Олаф пожал плечами и шагнул в комнату.
— Я думал, мы поищем его вместе.
Комната было ненамного больше той, которую снимал Майкл, но сразу было видно, что здесь живет женщина. На низкой тахте лежали пуховые подушки ярких расцветок. Всюду стояли подсвечники с душистыми свечками разной длины, а в китайской вазе красовались сухие цветы.
На стене висело большое овальное зеркало в бронзовой раме. Его потускневшая поверхность требовала обновления. В углу стояла метровая статуя из холодного белого мрамора. Она напомнила Олафу русалку, выходящую из моря. Рядом стояли скульптуры поменьше, их выразительность была почти жестокой.
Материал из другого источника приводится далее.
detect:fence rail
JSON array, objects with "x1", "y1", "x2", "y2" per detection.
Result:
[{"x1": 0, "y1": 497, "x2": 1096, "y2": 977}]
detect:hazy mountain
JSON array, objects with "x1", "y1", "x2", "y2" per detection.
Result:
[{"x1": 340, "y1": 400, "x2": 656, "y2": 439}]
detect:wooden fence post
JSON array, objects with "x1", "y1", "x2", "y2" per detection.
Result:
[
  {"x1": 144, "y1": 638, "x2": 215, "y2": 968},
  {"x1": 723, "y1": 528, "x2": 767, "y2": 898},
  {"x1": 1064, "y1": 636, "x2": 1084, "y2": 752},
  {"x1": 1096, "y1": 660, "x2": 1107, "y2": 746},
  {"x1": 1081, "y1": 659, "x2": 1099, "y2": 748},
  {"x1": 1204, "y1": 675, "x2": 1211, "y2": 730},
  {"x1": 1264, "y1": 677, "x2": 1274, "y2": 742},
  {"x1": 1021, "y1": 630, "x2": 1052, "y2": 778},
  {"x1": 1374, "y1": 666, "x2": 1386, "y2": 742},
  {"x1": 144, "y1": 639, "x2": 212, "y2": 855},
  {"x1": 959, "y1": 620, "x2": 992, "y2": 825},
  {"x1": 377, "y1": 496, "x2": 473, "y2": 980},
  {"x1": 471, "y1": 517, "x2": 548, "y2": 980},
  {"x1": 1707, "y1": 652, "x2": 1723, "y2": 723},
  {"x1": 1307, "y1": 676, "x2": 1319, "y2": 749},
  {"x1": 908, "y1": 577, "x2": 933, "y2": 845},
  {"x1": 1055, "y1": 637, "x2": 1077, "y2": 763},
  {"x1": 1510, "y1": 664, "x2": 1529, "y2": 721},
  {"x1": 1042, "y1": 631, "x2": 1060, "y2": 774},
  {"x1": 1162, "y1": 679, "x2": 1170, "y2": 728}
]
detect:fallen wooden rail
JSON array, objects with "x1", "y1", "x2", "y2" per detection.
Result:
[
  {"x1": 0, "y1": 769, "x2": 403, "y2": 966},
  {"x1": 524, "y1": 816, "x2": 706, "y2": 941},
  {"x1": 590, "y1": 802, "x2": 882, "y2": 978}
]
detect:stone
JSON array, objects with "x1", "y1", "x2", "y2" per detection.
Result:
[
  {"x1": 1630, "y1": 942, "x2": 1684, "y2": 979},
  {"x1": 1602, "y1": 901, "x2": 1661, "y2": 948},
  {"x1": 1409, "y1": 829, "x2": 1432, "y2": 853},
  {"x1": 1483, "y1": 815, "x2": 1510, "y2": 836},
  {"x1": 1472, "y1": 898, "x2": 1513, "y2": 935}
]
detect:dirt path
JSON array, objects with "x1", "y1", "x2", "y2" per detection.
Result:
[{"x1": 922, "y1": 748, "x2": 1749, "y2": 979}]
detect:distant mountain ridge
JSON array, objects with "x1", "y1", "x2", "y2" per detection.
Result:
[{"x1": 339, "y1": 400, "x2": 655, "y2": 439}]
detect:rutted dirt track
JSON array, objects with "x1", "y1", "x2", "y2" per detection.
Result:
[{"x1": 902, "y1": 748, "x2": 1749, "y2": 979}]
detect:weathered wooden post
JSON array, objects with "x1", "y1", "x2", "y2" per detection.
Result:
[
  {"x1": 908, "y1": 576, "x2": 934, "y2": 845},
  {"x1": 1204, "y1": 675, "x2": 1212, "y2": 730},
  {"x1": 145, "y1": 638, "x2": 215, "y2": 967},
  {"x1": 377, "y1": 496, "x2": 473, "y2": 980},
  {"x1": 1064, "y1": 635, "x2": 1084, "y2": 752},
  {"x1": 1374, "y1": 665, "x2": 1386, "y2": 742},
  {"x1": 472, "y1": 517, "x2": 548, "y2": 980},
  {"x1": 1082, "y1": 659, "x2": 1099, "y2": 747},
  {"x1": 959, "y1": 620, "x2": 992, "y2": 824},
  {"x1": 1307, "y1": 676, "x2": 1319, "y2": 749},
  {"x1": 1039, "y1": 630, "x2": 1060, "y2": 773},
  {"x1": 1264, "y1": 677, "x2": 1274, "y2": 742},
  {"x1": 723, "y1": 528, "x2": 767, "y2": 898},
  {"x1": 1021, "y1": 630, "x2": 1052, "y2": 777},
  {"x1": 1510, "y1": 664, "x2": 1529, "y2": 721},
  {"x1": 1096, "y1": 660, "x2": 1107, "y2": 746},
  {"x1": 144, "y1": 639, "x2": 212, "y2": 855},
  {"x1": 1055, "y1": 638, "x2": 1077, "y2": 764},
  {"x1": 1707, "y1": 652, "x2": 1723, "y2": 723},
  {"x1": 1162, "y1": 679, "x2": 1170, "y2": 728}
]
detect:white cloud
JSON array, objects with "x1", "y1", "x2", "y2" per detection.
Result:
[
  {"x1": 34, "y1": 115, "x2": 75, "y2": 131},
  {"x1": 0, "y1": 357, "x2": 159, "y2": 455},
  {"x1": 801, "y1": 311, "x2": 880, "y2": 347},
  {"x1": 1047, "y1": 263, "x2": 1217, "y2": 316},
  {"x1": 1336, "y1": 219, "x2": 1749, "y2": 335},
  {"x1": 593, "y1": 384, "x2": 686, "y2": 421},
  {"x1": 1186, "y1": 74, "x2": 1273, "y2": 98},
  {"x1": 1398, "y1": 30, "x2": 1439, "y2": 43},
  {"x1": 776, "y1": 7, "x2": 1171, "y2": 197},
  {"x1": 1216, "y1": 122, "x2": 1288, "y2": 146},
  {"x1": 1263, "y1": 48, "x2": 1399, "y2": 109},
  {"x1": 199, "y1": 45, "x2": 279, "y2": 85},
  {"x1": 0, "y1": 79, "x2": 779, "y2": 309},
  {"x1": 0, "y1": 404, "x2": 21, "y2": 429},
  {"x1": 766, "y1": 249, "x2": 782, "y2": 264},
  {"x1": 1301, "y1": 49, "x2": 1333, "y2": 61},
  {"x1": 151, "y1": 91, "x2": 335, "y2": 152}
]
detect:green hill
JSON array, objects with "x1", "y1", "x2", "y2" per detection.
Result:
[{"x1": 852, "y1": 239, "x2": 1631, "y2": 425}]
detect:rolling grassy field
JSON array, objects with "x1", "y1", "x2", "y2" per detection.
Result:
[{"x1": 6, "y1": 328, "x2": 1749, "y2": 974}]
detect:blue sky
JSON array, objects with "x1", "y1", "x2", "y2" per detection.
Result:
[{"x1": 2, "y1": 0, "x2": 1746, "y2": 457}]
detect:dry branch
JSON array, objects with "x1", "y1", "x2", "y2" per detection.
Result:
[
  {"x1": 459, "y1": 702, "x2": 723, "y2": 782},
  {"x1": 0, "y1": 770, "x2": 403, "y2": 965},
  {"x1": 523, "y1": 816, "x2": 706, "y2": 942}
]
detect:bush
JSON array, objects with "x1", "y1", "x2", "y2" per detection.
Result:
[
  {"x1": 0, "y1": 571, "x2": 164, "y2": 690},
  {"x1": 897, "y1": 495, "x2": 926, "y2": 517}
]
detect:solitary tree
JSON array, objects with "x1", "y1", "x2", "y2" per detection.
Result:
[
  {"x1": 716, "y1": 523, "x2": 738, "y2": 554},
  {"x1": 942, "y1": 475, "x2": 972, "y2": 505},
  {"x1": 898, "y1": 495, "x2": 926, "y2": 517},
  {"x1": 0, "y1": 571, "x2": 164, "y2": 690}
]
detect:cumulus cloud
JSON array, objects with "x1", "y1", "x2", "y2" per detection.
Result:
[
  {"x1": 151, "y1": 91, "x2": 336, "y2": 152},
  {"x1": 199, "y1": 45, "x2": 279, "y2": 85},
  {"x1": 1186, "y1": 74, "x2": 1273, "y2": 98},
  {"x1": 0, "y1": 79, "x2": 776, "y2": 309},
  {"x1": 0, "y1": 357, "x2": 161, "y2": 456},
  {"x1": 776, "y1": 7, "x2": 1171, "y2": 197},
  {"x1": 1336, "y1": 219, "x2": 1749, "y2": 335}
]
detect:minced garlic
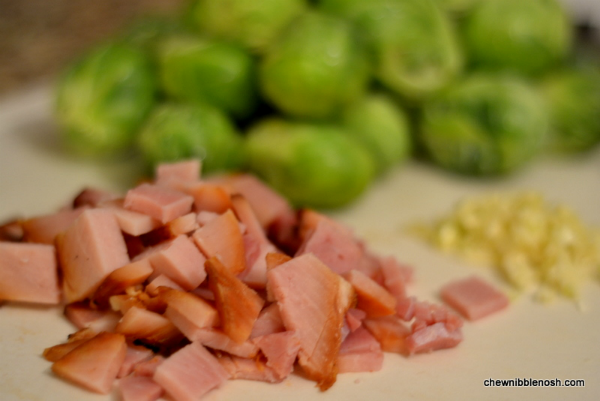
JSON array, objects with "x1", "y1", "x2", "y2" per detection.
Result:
[{"x1": 410, "y1": 191, "x2": 600, "y2": 302}]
Волк, вырезанный из дубовой ветки, готовая к броску извивающаяся кобра из гладкого малахита...
Множество книжных полок, дюжины фотографий в рамках — и во всем этом проявлялся неистребимый женский дух.
Олафу было здесь неловко и неуютно. Боясь повалить какую-нибудь свечку и чувствуя себя слоном в посудной лавке, он от греха подальше засунул руки в карманы. Ему вспомнилась мать. Она тоже любила свечи. Свечи, цветы и голубые китайские вазы.
— Я сварю кофе.
Эйджи сбросила сумку и прошла на кухню, смежную с комнатой.
— Ага. Хорошо.— От нечего делать Олаф прошелся по комнате, поглядел в окно, полюбовался на фотографии родственников и плюхнулся на тахту.— Не знаю, что и думать. Кой черт меня дернул лезть в отцы ко взрослому парню? Когда он рос, меня здесь не было. Он ненавидит меня. И поделом!
— Вы все сделали правильно,— возразила Эйджи, доставая чашки и блюдца.— Ни к кому вы не лезли в отцы, вы просто его брат. И вырос он в ваше отсутствие, потому что у вас была своя жизнь. И вовсе он не ненавидит вас. Да, он злится, обижается, но это совсем не ненависть — на которую, кстати, у него нет никакого права. Так что перестаньте изводить себя и достаньте из холодильника молоко.
— Опять прения, как в суде? — Не зная, радоваться ему или огорчаться, Олаф открыл дверцу.
— Дома я пререкаюсь куда более отчаянно, чем в суде.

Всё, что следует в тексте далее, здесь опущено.